There are some very revealing quotes from partisans of #MeToo in this book. One unblinking correspondent for Teen Vogue writes: “Sorry if some innocent men’s lives have to take a hit in undoing the patriarchy. That is a price I am absolutely willing to pay.” A well-connected commentator tells readers of the Washington Post that “the courts aren’t where our national conversation is taking place, so let’s not dither about the dangers of proclaiming innocence or guilt.” In this climate, degrees of culpability do not exist. Al Franken, one of the Senate’s most progressive members, must resign because, years earlier, he took a smarmy photo of a sleeping female reporter. A media executive must step aside because he had an extramarital affair with a colleague. A five-year-old is declared a sex offender because he touched another boy’s penis. Does any of this leave a discomforting feeling, though you know that some powerful men commit real sexual crimes? If so, Wipijewski’s book will add to your unease, because even when guilt is clear, she finds circumstances that demand a closer look.

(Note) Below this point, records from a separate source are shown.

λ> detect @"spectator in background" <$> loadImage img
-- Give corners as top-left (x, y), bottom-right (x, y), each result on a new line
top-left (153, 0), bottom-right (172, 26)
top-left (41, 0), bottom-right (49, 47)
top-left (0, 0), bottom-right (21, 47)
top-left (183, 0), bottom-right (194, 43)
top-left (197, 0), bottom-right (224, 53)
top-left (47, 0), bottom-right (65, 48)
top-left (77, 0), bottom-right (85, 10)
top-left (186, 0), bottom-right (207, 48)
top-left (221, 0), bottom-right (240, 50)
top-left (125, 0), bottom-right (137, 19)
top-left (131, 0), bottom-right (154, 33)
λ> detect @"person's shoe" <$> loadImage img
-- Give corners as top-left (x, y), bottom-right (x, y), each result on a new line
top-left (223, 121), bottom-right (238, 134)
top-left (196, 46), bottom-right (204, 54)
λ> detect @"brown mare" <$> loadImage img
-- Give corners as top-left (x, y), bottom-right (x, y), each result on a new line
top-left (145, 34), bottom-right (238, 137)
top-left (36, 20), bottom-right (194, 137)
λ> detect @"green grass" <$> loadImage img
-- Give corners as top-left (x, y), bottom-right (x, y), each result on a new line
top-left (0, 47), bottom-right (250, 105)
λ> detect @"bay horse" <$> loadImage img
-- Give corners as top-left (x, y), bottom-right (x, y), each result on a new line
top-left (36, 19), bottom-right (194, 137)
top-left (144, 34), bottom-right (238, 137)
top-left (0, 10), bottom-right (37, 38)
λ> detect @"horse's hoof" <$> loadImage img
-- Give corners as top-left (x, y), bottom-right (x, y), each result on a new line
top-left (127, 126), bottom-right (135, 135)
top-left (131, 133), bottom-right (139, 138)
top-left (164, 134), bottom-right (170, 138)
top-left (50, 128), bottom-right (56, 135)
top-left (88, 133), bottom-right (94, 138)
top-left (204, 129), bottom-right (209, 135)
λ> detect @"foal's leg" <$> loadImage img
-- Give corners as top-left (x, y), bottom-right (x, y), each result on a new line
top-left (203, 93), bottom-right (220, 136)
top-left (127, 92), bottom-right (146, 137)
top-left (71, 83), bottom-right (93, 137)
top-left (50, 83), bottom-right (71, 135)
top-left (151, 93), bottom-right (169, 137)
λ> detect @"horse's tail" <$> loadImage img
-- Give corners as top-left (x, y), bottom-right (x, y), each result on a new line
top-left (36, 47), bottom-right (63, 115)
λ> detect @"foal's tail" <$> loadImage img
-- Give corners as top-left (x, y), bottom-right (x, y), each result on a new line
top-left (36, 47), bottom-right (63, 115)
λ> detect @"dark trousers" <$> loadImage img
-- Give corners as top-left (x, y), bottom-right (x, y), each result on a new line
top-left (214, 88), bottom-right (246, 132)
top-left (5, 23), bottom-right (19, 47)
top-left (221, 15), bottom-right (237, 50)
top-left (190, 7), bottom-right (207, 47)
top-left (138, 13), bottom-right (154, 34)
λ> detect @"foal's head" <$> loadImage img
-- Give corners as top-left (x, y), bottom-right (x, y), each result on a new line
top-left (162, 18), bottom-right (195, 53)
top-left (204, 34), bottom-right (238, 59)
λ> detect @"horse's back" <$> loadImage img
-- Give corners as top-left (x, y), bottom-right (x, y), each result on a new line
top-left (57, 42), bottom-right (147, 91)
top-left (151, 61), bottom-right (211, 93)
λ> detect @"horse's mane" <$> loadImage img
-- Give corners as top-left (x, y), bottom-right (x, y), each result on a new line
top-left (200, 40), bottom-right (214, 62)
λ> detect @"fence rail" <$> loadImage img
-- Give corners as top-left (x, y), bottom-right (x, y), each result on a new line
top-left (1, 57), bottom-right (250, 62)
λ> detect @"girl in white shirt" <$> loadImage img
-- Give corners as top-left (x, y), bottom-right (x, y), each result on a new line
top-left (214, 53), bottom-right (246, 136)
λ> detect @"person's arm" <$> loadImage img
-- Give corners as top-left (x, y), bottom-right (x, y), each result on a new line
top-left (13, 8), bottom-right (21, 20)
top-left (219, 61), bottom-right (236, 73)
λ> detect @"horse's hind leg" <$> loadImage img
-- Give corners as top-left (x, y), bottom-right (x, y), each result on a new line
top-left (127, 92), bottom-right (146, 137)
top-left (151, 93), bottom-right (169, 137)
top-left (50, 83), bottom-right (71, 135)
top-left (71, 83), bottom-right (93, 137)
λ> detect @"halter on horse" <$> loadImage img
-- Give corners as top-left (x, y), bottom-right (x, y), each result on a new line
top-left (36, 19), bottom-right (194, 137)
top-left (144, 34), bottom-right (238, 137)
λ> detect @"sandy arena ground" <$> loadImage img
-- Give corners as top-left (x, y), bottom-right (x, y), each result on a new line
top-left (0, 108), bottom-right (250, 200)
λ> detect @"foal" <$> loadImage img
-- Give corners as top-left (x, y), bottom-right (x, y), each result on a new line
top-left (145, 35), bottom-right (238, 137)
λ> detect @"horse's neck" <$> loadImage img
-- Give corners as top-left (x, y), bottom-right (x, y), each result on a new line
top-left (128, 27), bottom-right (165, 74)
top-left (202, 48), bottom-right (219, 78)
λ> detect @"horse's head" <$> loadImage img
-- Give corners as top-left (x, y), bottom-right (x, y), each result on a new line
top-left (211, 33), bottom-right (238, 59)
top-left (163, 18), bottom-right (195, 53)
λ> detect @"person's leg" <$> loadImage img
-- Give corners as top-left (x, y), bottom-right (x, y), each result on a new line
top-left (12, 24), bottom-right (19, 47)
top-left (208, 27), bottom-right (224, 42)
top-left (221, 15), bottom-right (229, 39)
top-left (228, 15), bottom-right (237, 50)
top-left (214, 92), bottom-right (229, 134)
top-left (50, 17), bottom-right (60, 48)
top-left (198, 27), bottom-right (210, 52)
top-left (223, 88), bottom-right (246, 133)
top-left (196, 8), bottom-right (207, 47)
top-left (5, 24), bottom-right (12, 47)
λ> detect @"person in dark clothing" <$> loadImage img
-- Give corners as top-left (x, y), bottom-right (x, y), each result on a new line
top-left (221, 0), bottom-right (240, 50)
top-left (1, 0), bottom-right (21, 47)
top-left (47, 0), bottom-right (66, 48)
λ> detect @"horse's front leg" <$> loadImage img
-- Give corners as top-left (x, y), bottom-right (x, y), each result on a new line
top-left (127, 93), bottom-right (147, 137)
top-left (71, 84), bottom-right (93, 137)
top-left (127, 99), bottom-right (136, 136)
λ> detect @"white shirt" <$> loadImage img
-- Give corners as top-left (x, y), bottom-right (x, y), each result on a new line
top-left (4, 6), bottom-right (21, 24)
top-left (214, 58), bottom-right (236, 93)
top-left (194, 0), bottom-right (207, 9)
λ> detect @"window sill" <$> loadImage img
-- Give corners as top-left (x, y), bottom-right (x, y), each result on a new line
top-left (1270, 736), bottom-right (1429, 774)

Still, there remains the pain of women and men who have told their stories of abuse. Beyond the issue of moral panic and how it shapes perceptions of our own distant past, that pain cannot be denied. Our obligation as liberationists is to find a way to acknowledge the impact of sexual violence without making sex itself the villain, to foster justice without feeding repression. To me, that is the challenge posed by this utterly necessary dissent from the current rush to repression. I hope it is the subject of Wypijewski’s next book.